Happy ‘pub’ days: Looser, Thompson, van Gelderen
Three Department of English faculty members are celebrating the launch of recent work in several kinds of media. New releases include a book of Austen quotations for the Indian subcontinent, a modernized Shakespeare film, and a journal issue on Old English linguistics.
The Daily Jane Austen: A Year of Quotes (HarperCollins India, 2020)

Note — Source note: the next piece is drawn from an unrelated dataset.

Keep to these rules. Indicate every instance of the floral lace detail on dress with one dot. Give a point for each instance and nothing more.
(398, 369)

It is a truth universally acknowledged that Jane Austen is eminently, delightfully, and delectably quotable. This truth goes far beyond the first line of Pride and Prejudice, which has muscled out many other excellent sentences. So many gems of wit and wisdom from her novels deserve to be better known, from Northanger Abbey on its lovable, naive heroine – “if adventures will not befal a young lady in her own village, she must seek them abroad” – to Persuasion’s moving lines of love from its regret-filled hero: “You pierce my soul. I am half agony, half hope. Tell me not that I am too late.” Devoney Looser has drawn 378 genuine, Austen-authored passages from across the canon, resulting in an anthology that is compulsively readable and repeatable. Whether you approach the collection on a one-a-day model or in a satisfying binge read, you will emerge wiser about Austen, if not about life. The Daily Jane Austen will amuse and inspire skeptical beginners, Janeite experts, and every reader in between by showcasing some of the greatest sentences ever crafted in the history of fiction.
Looser is Foundation Professor of English in literature at ASU.
H4 (Random Media, 2020)
H4 translates Shakespeare’s plays, Henry IV parts I and II, into a futuristic Los Angeles to explore political struggles in the black community.

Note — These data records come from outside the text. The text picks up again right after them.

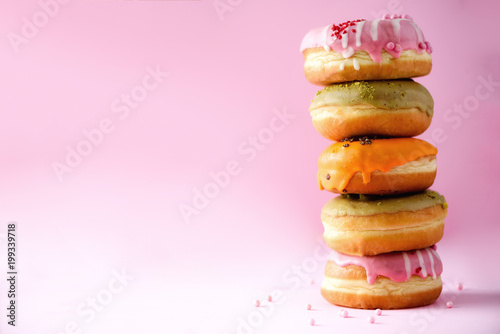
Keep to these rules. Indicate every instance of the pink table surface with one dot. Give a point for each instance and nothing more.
(103, 246)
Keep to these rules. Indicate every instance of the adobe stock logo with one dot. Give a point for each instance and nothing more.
(31, 26)
(121, 108)
(247, 150)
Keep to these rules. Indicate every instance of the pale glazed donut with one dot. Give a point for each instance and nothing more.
(377, 166)
(386, 281)
(370, 225)
(392, 108)
(389, 48)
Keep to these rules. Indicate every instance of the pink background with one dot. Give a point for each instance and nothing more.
(119, 208)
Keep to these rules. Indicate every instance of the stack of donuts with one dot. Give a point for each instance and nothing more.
(384, 225)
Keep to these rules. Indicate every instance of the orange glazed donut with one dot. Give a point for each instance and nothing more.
(386, 281)
(371, 225)
(392, 108)
(389, 48)
(377, 166)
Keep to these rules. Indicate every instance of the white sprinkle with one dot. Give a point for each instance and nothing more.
(347, 52)
(344, 40)
(325, 41)
(396, 25)
(432, 263)
(422, 264)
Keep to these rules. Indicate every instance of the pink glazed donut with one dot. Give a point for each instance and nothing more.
(387, 281)
(392, 47)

Thompson is Professor of English in literature at ASU, where she also directs the Arizona Center for Medieval and Renaissance Studies.

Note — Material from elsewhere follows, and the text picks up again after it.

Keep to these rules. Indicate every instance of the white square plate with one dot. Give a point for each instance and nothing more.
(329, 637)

The Northumbrian Old English Glosses. Special issue of NOWELE 72:2 (2019)
Elly van Gelderen is the editor of this special volume of NOWELE: North-Western European Language Evolution, an interdisciplinary journal devoted language history and development. From the issue’s introduction:
The articles in this volume contribute to our understanding of Northumbrian Old English of the 10th century, of the nature of external influence, and of the authorship of the glosses. This introduction provides a background to these three areas. Most of the introduction and contributions examine the Lindisfarne Glosses with some discussion of the Rushworth and Durham Glosses. Section 2 shows that the Lindisfarne glossator often adds a (first and second person) pronoun where the Latin has none but allows third person null subjects. Therefore, although the Latin original has obvious influence, Old English grammar comes through. Section 3 reviews the loss of third person -th verbal inflection in favor of -s, especially in Matthew. This reduction may be relevant to the role of external (Scandinavian and British Celtic) influence and is also interesting when the language of the Lindisfarne and Durham Glosses is compared. In Section 4, the use of overt pronouns, relatives, and demonstratives shows an early use of th-pronouns, casting doubt on a Norse origin of they. Section 5 looks at negation mainly from a northern versus southern perspective and Section 6 sums up. Section 7 previews the other contributions and their major themes, namely possible external (Latin, Norse, or British Celtic) influence, the linguistic differences among glossators, the spacing of ‘prefixes’ as evidence for grammaticalization, and the role of doublets.
Van Gelderen is Regents Professor of English in linguistics and applied linguistics at ASU.